Kinesis/EMR/Redshift
| Kinesis | Elastic Map Reduce (EMR) | Redshift |
| Consume large streams of data | Processing big data | Business intelligence, OLAP |
Use case: Utilize Kinesis to collect big data and analyze with Kinesis clients, then use EMR to save the BI results to a Redshift.
SNS/SQS/SWF/SES/STS
- SNS – Push messages to topics. Notify by email / text messages/ HTTP-endpoints.
- SQS – Pull messages from Queue. De-couple your applications. Standard queue: at least once delivery, FIFO queue: exactly once processing
- SWF – Process orders on the website. A task is assigned only once and is never duplicated. Maximum workflow execution time – 1 year
- SES – Send email via AWS
- STS – Security Token Service to request temporary, limited-privilege credentials
Root Privileges vs. Fully Managed
AWS provides the root or system privileges on EC2, EMR, Elastic BeanStalk, Opswork. DynamoDB, SNS, and SQS are fully managed.
AZ vs. Region
- Placement group – Logical grouping of instances within a single AZ
- VPC – Multiple VPCs(default 5) per region
- RDS – Primary data in single AZ, backup data can across multiple AZ
- Direct connect – Access all AZs within a region
- CloudFront – CDN cache on edge locations (different from AZ and region)
- Auto Scaling Group – Spread over subnets (AZs)

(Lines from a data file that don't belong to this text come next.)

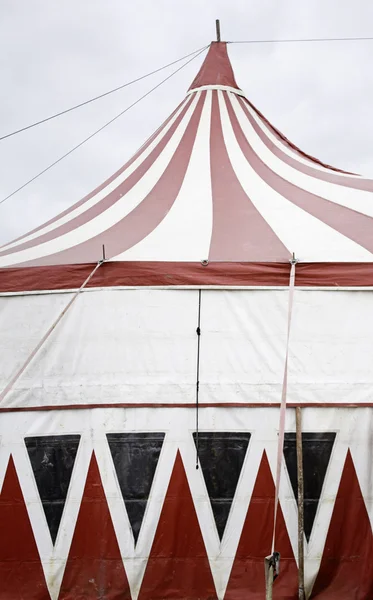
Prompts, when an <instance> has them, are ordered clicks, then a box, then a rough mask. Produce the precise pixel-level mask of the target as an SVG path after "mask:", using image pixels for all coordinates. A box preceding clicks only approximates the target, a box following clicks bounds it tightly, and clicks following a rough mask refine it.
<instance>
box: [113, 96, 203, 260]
mask: <svg viewBox="0 0 373 600" xmlns="http://www.w3.org/2000/svg"><path fill="white" fill-rule="evenodd" d="M211 100H212V93H211V91H208V92H206V100H205V103H204V106H203V110H202V114H201V119H200V123H199V127H198V130H197V135H196V139H195V142H194V146H193V150H192V154H191V158H190V162H189V166H188V168H187V171H186V175H185V179H184V181H183V183H182V186H181V188H180V191H179V194H178V196H177V198H176V200H175V202H174V204H173V205H172V207H171V209H170V211H169V212H168V213H167V215H166V216H165V218H164V219H163V221H162V222H161V223H160V224H159V225H158V227H156V229H154V231H152V232H151V233H150V234H149V235H148V236H147V237H146V238H144V239H143V240H141V241H140V242H139V243H138V244H136V245H135V246H133V247H132V248H130V249H129V250H127V251H125V252H122V253H121V254H119V255H118V256H116V257H115V258H114V259H113V260H169V261H170V260H174V261H200V260H203V259H206V258H207V257H208V254H209V248H210V242H211V235H212V192H211V175H210V125H211Z"/></svg>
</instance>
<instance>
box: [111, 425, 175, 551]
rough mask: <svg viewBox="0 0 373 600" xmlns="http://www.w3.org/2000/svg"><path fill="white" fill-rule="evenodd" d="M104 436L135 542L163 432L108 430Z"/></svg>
mask: <svg viewBox="0 0 373 600" xmlns="http://www.w3.org/2000/svg"><path fill="white" fill-rule="evenodd" d="M107 439H108V442H109V446H110V452H111V456H112V457H113V462H114V467H115V470H116V473H117V477H118V482H119V486H120V490H121V492H122V496H123V500H124V503H125V505H126V510H127V514H128V518H129V521H130V523H131V527H132V532H133V537H134V539H135V544H136V542H137V538H138V537H139V533H140V529H141V524H142V520H143V518H144V514H145V508H146V504H147V502H148V498H149V494H150V489H151V487H152V483H153V478H154V474H155V470H156V468H157V463H158V459H159V455H160V452H161V449H162V445H163V440H164V433H108V434H107Z"/></svg>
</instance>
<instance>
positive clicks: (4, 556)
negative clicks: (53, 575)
mask: <svg viewBox="0 0 373 600" xmlns="http://www.w3.org/2000/svg"><path fill="white" fill-rule="evenodd" d="M0 598H1V600H8V599H9V600H11V599H13V598H14V599H15V598H17V599H19V600H21V599H22V598H34V599H35V600H50V596H49V593H48V589H47V586H46V583H45V578H44V573H43V568H42V565H41V562H40V556H39V552H38V549H37V546H36V542H35V538H34V534H33V531H32V527H31V523H30V518H29V515H28V512H27V508H26V504H25V500H24V498H23V494H22V490H21V486H20V484H19V480H18V477H17V473H16V470H15V467H14V462H13V458H12V456H10V458H9V463H8V467H7V470H6V473H5V478H4V483H3V486H2V490H1V494H0Z"/></svg>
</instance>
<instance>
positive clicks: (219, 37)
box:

- Please review the post AWS Global Infrastructure for the detail
VPC
- Only one internet gateway per VPC
- Each EC2 instance in default VPC will have a public and private IP address
- Create a new route table for customization instead of the default route table to add custom rules (e.g. NAT gateway).
- You can’t change the size of a VPC after you create it.
- In each VPC you create, 5 IP addresses are reserved by AWS for itself. First 4 and last IP in the CIDR block.
- Create VPC peering between own VPCs or between another account in the same region, but transitive peering relationships are not supported
- Please review the post AWS Virtual Private Cloud for the detail.
Conclusion
Always keep 4 pillars of WAF(security, reliability, performance efficiency and cost optimization) on AWS in mind for any tricky question during the exam.